Spark SQL analysis of the working principle and performance optimization

table of Contents

 

A: Spark Sql execution flow

Two: Spark SQL optimization of

Three: the problem to be solved


A: Spark Sql execution flow

1, SqlParse (SQL statements)
MySQL, the Oracle, Hive, etc., are the first execution plan a SQL statement

2, Analyser (analyzer)
after parsing logic program:
example: from table students => filter =  > select name
similar Tree structure

3, Optimizer (optimizer)
conventional Oracle databases, etc., typically generates a plurality of execution plan, the optimizer will choose from the best
example:
SELECT name from (SELECT from ...) = ... WHERE .. . 
found that where the same effect on subquery inside, and reduces the amount of queries, increasing efficiency = "this is the optimization

4, SparkPlan (spark scheduled task)
physical planning: what to read data from any file, from which several file association, etc.

image:


Two: Spark SQL optimization of


1, the degree of parallelism in the process of setting Shuffle: spark.sql.shuffle.partitions (SQLContext.setConf ())
2, the Hive data warehouse construction process, a reasonable set of data types, such as can be set to INT, do not set BIGINT. Reduce unnecessary memory overhead caused by data type.
3, when writing SQL, try to give a clear column names, such as select name from students. Do not write select * way.
4, parallel processing of query results: the results Spark SQL query, if a large amount of data, such as more than 1000, then do not disposable collect () Driver to reprocessing. Using the foreach () operator, parallel processing of the query results.
5, cache table: For a SQL statement that may be used more than once to the table, can be cached, use SQLContext.cacheTable (tableName), or DataFrame.cache () can be.

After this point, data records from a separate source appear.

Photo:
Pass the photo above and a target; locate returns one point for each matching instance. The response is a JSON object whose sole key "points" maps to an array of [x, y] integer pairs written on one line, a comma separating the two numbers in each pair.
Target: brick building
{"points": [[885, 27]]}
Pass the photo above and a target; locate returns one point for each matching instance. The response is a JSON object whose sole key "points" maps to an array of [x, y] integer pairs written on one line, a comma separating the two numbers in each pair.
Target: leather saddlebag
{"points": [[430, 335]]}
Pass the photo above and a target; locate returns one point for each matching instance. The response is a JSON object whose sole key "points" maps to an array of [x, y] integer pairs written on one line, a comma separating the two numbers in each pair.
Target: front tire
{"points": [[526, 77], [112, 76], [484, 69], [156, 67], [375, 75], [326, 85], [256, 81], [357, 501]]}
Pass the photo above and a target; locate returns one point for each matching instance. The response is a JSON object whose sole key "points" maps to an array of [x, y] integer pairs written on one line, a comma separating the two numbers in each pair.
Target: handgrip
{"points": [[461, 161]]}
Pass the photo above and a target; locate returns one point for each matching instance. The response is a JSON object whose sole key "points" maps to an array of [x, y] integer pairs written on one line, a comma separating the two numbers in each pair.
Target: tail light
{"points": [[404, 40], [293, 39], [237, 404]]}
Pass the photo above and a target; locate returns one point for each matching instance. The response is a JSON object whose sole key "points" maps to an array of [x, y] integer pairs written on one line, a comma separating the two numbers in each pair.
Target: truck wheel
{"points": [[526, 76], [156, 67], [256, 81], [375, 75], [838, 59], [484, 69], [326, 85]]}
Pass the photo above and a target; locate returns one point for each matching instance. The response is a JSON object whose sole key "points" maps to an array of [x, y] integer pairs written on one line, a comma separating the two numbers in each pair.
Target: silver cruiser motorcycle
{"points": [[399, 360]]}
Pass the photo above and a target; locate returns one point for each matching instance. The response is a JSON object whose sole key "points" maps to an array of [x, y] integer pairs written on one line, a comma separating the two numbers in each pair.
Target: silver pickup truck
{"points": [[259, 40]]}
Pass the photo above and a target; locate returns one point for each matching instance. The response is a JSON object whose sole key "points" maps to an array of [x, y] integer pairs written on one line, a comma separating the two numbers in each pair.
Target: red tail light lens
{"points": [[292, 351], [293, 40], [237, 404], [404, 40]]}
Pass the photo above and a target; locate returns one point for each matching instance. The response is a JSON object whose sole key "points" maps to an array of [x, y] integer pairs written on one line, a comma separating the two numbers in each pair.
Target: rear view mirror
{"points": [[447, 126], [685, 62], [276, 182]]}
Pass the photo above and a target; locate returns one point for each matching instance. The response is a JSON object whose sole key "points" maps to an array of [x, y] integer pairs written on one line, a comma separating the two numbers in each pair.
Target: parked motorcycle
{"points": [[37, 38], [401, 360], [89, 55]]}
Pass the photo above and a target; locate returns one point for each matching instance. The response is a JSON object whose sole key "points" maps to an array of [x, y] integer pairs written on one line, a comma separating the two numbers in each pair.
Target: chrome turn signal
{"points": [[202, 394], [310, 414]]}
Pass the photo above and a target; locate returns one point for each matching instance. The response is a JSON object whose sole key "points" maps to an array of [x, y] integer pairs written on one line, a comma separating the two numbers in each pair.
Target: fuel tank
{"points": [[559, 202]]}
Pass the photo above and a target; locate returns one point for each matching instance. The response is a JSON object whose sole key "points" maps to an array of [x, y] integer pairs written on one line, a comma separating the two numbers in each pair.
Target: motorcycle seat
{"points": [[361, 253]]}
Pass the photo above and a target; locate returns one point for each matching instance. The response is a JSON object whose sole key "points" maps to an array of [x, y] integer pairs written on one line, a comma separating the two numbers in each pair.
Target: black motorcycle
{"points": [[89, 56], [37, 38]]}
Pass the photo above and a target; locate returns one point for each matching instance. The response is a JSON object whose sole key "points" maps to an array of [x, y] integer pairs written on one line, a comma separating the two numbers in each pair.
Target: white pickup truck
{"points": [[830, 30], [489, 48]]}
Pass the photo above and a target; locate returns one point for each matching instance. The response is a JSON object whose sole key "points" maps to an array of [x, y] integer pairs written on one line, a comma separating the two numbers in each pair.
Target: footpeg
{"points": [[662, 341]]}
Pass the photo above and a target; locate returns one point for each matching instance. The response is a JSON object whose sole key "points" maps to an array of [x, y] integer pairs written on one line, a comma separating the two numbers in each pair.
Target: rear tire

Spark SQL will cache table column with memory storage format. Then Spark SQL columns can be scanned only you need to use, and automatically optimize compression, to minimize memory usage and overhead GC. SQLContext.uncacheTable (tableName) may be removed from the cache table. With SQLContext.setConf (), provided spark.sql.inMemoryColumnarStorage.batchSize parameters (default 10000), may be configured to store the unit column.
6, broadcast join table: spark.sql.autoBroadcastJoinThreshold, default 10485760 (10 MB). In the case of enough memory can be increased in size, it takes up when a parameter table in the join, much less than the maximum, can be broadcast to optimize performance.
7, tungsten plan: spark.sql.tungsten.enabled, default is true, automatic memory management.

Three: the problem to be solved

1. The degree of parallelism reason, it is possible to enhance the efficiency, IO, data transmission reaffirms

2. clear memory, cache
  relationship of physical memory, why can optimize? ?

3. The role of broadcasting?

4. What is the unresolved logical plan, what is the logic program include? ?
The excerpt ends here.